The two-party system is dying – and this vote may kill it

Starmer and Reeves
Starmer and Reeves: our new dictators? - Stefan Rousseau/PA

If this poll proves accurate then July 4 might be the doomsday event that finally converts conservatives to proportional representation. Labour – not having cracked 50 per cent of the popular vote – enjoys a Soviet-style majority in the Commons; Tories second in vote share yet almost third in seats; Lib Dems third in vote share yet within a whisker of forming His Majesty’s Opposition. Reform on nothing.

For decades Right-wingers defended First Past the Post (FPTP) on the grounds that it roots MPs in a local polity while providing stable national government. PR was for foreigners, typically Italian, who like being governed by chaotic coalitions collated from lists.

But what FPTP was never meant to do was create a dictatorship – and a Labour landslide of this size amounts to just that. Under our system, a parliamentary majority can do whatever it wants (see Brexit). A Left-wing government with barely any opposition means five years of driving the country Left-ward with nary a check nor a balance – even if most of the country will have voted against it or abstained.

The Lib Dems will say “suck it up: that’s what we went through in the 1980s. We got a quarter of the vote; we got a tiny number of seats. When we demanded PR, the Tories laughed at us.”

Ah, but the situation is now very different. The old SDP/Liberal Alliance came third in the popular vote, not second – and thus its number of seats might have been disproportionately low, but it reflected its failure to beat Labour (still the dominant party of the urban working-class). 

By contrast, the present possibility of the Conservatives/Reform together winning almost as many votes as Labour but taking a small/zero number of seats is patently absurd. It’s evidence of a constitution no longer capable of expressing the will of the voters – akin to being governed by a council of bishops long after people stopped going to church.
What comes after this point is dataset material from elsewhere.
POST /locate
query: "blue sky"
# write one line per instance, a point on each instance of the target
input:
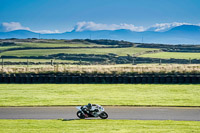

Here’s the fundamental problem: the two-party system is dying, but the constitutional framework props it up. Only five years ago, Labour received historically bad results; now it’s the Conservatives’ turn. The governing class is incompetent, weird and has zero charisma. Being run by vicars might actually be more compelling.

Smaller parties are emerging to represent the young, the disenfranchised, the discontented – Reform, Lib Dem, Green, SNP, perhaps even the Workers Party. Britons are thus voting like they live under PR, seeking new ideas and fresh faces that ought to result in a kaleidoscopic Commons. Yet they’re getting results as if they were living under the mass-membership party system circa 1945 – a Labour landslide that wildly exaggerates the actual level of support for Sir Keir Starmer in the country (he’s no Clement Attlee).

Curiously, this is the one aspect of our system you can guarantee he won’t fix: votes for 16 year olds, Lords reform, yes. But why would any leader tinker with an electoral system that hands him Napoleonic powers even though the public is utterly cynical about his ability to fix anything?